If you can insert the 5000 IDs into a temporary table, you could then write a single query to find the ones that don't exist in the database.

如果可以将5000个ID插入临时表,则可以编写单个查询以查找数据库中不存在的查询。

#5

If you want simplicity, since 5000 records is not very many, then from C# just use a loop to generate an insert statement for each of the strings you want to add to the table. Wrap the insert in a TRY CATCH block. Send em all up to the server in one shot like this:

如果你想要简单,因为5000个记录不是很多,那么从C#中只需使用一个循环为你想要添加到表中的每个字符串生成一个insert语句。将插入物包裹在TRY CATCH块中。
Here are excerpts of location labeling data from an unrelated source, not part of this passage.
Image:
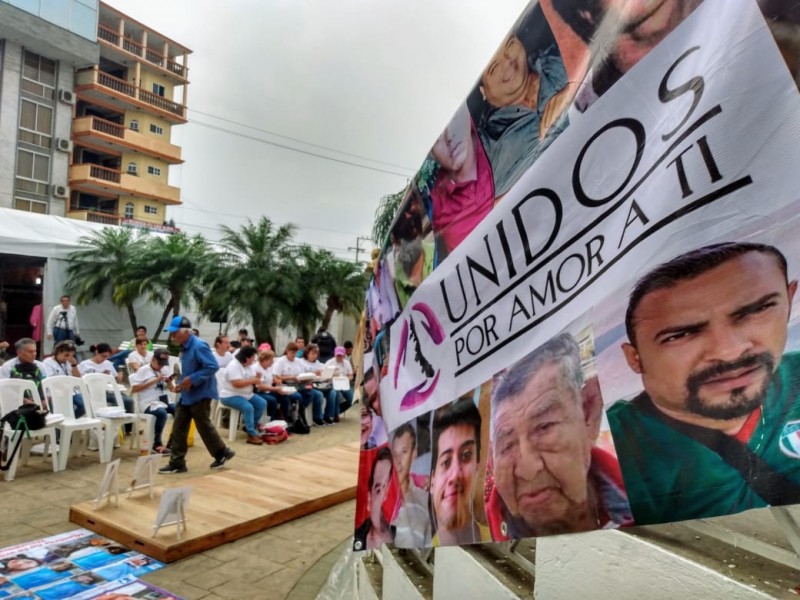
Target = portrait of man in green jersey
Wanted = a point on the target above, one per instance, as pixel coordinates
(714, 430)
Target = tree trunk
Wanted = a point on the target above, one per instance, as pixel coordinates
(163, 321)
(132, 318)
(262, 332)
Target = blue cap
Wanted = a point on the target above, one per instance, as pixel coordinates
(177, 323)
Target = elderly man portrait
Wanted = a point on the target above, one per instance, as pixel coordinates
(549, 476)
(456, 456)
(715, 430)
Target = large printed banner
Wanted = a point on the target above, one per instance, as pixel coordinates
(584, 314)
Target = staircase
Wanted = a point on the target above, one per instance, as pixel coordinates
(749, 556)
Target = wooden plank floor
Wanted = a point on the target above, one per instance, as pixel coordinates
(230, 503)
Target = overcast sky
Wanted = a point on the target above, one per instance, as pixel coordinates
(377, 79)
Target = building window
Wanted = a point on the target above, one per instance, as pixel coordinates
(33, 172)
(35, 124)
(38, 75)
(30, 205)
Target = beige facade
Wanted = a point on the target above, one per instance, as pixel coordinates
(126, 108)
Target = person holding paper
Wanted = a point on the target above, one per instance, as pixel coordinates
(549, 477)
(152, 382)
(715, 430)
(343, 369)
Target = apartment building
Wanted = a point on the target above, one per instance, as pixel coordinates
(41, 45)
(126, 107)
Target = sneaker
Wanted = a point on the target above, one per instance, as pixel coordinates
(171, 469)
(227, 454)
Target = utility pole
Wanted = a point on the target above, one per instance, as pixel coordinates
(358, 249)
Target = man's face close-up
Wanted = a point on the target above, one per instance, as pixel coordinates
(542, 452)
(708, 346)
(453, 476)
(647, 23)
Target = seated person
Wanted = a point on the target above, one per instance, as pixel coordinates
(285, 372)
(140, 355)
(311, 364)
(151, 382)
(63, 363)
(272, 393)
(236, 392)
(100, 363)
(343, 369)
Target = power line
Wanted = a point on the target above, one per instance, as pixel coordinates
(301, 141)
(299, 151)
(244, 217)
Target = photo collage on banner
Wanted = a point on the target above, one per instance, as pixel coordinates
(73, 564)
(578, 319)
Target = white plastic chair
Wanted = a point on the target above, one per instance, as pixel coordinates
(12, 393)
(60, 390)
(234, 417)
(97, 384)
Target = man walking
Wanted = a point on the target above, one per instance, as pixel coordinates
(62, 323)
(198, 387)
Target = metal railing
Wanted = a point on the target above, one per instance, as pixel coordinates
(130, 45)
(108, 127)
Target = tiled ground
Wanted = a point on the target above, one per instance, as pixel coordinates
(264, 565)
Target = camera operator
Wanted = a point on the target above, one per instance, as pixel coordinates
(62, 324)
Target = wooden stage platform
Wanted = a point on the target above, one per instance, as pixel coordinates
(229, 504)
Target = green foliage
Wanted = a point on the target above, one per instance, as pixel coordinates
(106, 263)
(256, 274)
(384, 216)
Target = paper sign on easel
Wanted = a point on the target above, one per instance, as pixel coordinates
(172, 510)
(109, 485)
(145, 473)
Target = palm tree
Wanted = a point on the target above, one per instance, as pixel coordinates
(342, 284)
(171, 271)
(384, 216)
(256, 278)
(104, 262)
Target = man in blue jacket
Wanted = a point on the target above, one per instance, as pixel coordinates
(198, 387)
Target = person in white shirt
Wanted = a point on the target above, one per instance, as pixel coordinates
(311, 364)
(140, 355)
(222, 351)
(285, 371)
(63, 363)
(334, 407)
(62, 323)
(151, 382)
(99, 363)
(236, 392)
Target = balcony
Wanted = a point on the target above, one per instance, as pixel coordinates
(101, 181)
(107, 136)
(95, 86)
(128, 48)
(93, 216)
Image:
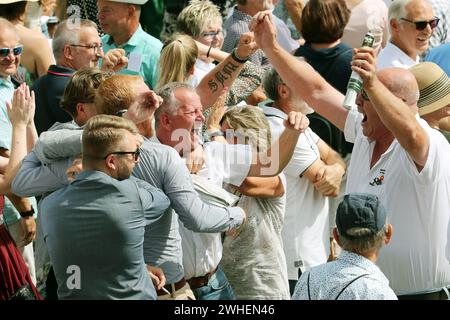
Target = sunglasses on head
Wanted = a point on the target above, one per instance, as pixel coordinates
(420, 25)
(17, 51)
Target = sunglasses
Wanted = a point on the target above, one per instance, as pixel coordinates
(135, 154)
(17, 51)
(420, 25)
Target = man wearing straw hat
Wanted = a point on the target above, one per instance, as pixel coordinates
(434, 101)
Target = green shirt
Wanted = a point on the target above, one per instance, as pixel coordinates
(143, 45)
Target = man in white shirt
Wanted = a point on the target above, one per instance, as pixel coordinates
(177, 121)
(397, 157)
(411, 24)
(314, 172)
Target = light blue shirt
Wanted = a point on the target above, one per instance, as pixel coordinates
(11, 215)
(6, 94)
(330, 280)
(440, 55)
(141, 45)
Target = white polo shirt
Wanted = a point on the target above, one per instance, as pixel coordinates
(417, 204)
(306, 225)
(228, 163)
(393, 56)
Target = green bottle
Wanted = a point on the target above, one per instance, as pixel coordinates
(355, 83)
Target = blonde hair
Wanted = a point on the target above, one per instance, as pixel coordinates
(116, 93)
(197, 16)
(251, 124)
(178, 57)
(102, 133)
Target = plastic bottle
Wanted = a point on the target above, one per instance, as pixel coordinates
(355, 82)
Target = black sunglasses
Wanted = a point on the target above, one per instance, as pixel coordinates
(17, 51)
(420, 25)
(135, 154)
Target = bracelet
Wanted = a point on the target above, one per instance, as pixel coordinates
(209, 50)
(28, 213)
(120, 113)
(235, 57)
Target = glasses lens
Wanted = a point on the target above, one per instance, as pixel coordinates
(4, 52)
(18, 51)
(137, 153)
(434, 23)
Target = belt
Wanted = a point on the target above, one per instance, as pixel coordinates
(438, 295)
(172, 287)
(198, 282)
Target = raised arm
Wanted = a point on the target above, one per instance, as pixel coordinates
(224, 74)
(310, 86)
(399, 117)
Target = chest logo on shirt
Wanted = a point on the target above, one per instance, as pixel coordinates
(378, 181)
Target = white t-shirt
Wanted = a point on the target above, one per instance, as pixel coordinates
(393, 56)
(228, 163)
(306, 222)
(254, 261)
(417, 204)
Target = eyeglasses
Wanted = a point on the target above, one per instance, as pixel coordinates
(211, 34)
(96, 47)
(135, 154)
(421, 25)
(17, 51)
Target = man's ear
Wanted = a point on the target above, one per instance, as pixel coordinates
(68, 54)
(388, 234)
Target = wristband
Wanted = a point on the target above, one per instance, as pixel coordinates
(237, 58)
(28, 213)
(120, 113)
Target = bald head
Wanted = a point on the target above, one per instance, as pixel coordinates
(401, 83)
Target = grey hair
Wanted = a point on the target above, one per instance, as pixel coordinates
(363, 240)
(271, 81)
(170, 103)
(251, 125)
(68, 32)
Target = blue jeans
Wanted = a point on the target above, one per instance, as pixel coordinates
(218, 288)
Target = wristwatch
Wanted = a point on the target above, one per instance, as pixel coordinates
(28, 213)
(209, 135)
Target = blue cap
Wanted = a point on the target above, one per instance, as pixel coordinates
(360, 210)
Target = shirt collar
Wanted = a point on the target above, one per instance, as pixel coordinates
(6, 82)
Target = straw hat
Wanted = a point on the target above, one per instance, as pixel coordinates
(434, 86)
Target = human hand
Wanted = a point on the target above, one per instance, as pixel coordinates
(28, 230)
(246, 46)
(74, 169)
(296, 121)
(114, 60)
(157, 276)
(364, 63)
(328, 180)
(144, 108)
(21, 109)
(264, 31)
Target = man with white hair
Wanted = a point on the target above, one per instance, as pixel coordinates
(411, 24)
(119, 19)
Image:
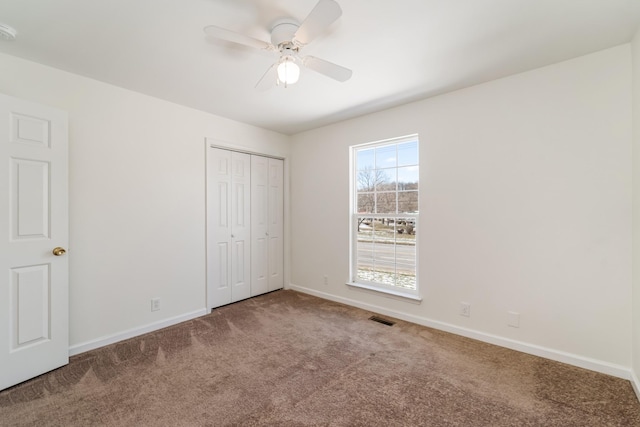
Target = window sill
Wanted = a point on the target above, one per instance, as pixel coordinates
(403, 296)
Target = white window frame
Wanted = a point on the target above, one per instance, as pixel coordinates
(396, 291)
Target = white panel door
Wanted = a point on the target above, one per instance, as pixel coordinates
(228, 227)
(34, 285)
(276, 221)
(218, 227)
(241, 226)
(259, 225)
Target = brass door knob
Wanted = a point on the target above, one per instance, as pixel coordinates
(59, 251)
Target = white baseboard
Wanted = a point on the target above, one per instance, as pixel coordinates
(559, 356)
(120, 336)
(635, 384)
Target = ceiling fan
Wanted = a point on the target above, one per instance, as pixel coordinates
(288, 37)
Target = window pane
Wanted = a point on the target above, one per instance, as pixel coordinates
(386, 202)
(408, 201)
(366, 203)
(386, 156)
(369, 179)
(386, 179)
(365, 159)
(406, 262)
(408, 178)
(408, 153)
(386, 185)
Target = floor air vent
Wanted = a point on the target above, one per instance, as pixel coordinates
(381, 320)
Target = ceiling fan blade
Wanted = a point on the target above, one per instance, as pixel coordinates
(268, 79)
(232, 36)
(327, 68)
(322, 15)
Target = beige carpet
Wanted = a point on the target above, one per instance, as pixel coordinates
(289, 359)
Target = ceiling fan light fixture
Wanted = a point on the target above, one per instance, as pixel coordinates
(288, 70)
(7, 33)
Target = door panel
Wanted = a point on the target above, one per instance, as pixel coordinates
(276, 227)
(241, 228)
(34, 328)
(218, 228)
(29, 199)
(259, 226)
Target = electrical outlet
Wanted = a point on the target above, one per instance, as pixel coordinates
(465, 309)
(513, 319)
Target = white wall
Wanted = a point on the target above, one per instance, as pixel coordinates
(137, 198)
(635, 45)
(525, 206)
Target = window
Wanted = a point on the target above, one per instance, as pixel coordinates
(384, 213)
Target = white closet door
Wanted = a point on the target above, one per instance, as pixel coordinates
(219, 251)
(275, 224)
(241, 227)
(259, 225)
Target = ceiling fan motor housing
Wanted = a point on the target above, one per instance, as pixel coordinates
(283, 32)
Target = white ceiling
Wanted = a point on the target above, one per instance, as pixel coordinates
(399, 51)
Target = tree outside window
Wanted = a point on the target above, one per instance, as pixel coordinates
(385, 214)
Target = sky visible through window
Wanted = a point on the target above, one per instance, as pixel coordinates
(386, 210)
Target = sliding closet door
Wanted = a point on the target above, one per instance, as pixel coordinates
(276, 221)
(259, 225)
(241, 227)
(228, 227)
(267, 259)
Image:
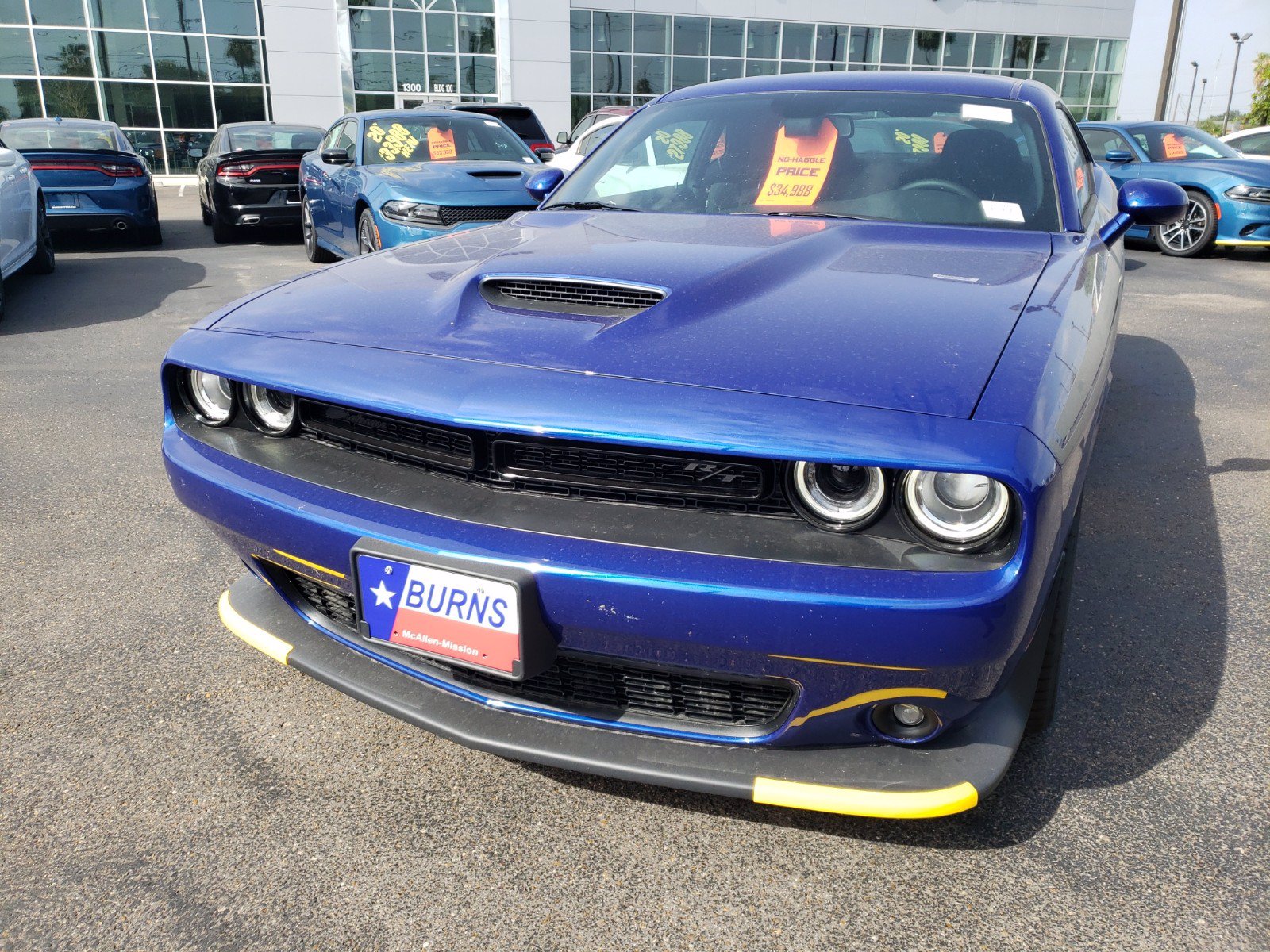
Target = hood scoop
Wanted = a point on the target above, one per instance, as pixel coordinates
(584, 298)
像往常一样将em发送到服务器:

BEGIN TRY
INSERT INTO table (theCol, field2, field3)
SELECT theGuid, value2, value3
END TRY BEGIN CATCH END CATCH

BEGIN TRY
INSERT INTO table (theCol, field2, field3)
SELECT theGuid, value2, value3
END TRY BEGIN CATCH END CATCH

BEGIN TRY
INSERT INTO table (theCol, field2, field3)
SELECT theGuid, value2, value3
END TRY BEGIN CATCH END CATCH

if you have a unique index or primary key defined on your string GUID, then the duplicate inserts will fail. Checking ahead of time to see if the record does not exist just duplicates work that SQL is going to do anyway.

如果您在字符串GUID上定义了唯一索引或主键,则重复插入将失败。提前检查以查看记录是否不存在只是重复SQL将要执行的工作。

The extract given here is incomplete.